The popularity of Choranche-les-Bains ended just before World War II, but the spa building remains, today, in a perfect state, and is used as a holiday place for children.
The hotel building, too, is still there, but in a rather sad state.
The other day, I happened to be chatting about that epoch with my neighbor Georges Belle, shown here with Madeleine Repellin at our recent annual dinner for senior citizens of Choranche:
Georges recalls that, as a child, he used to see crowds of tourists getting out of buses to have lunch at the Continental in Choranche-les-Bains, which was a most fashionable watering-hole (as we might say today), in spite of the fact that there was no entertainment for visitors, not even a gambling casino. Today, Georges resides in the house that was built by the monks after their purchase of this domain back in 1543. (I've found the actual notarial record of this purchase in the archives at Valence.)
And what were the links between the popular spa of Choranche-les-Bains and the Chartreux monks, to the point that today's signposts carry the two names for this single neighborhood? It has been suggested that Chartreux monks at Choranche might have been interested in these mineral waters. Why not? After all, the Carthusians (as they are called) have been associated over the years—rightly or wrongly—with all kinds of scientific and technological endeavors, from metallurgy to pharmacology. So, why shouldn't they have moved into the neighborhood of Choranche-les-Bains, at an unspecified date in the ancient past, to investigate the interest of running a "spiritual spa", based upon monastic solitude?
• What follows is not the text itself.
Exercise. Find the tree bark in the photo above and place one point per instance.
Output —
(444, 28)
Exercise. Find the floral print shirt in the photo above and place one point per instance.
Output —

Nice idea… particularly the spiritual angle. But this explanation of the presence of the monks is false.
Let's get back to the red stuff, wine, upon which much of southern France has been turning for ages, with or without the crazy notion that this excellent beverage might be associated with the blood of an ancient and obscure miracle-man, in faraway Palestine, named Jesus of Nazareth. I soon found out that wine, not mineral springs, was the real reason why various monks had moved into the commune of Choranche, as long ago as the Middle Ages. Today, people still evoke the existence of a Mediterranean microclimate at Choranche, because the commune is surrounded by cliffs, which capture the warmth of the sun and act like a giant energy accumulator.
At that stage, I started to explore the in-depth history of wine-making at Choranche, using many kinds of resources, often of an unexpected nature. For example, a neighbor showed me this ancient oaken vat which she had found in a cellar alongside her house.
Above all, I learned that an old man named Gustave Rey [1910-2001] was actually born in my house at Gamone. I invited him along here, and we had a lengthy conversation (during which I took notes) about olden days at Choranche. Later, when I organized all this precious information, I had before me the fascinating history of the cunning ways in which the local folk had reacted to the calamity of the phylloxera invasion (a plant louse imported inadvertently from the USA), which destroyed the totality of French vineyards during the second half of the 19th century, reducing countless winegrowers to poverty.
I've evoked this subject in my blog because I've just completed an article on the history of the Choranche vineyards [in French, downloadable here] at the request of Les Cahiers du Peuil: a reputed historical journal published by the communes up on the Vercors.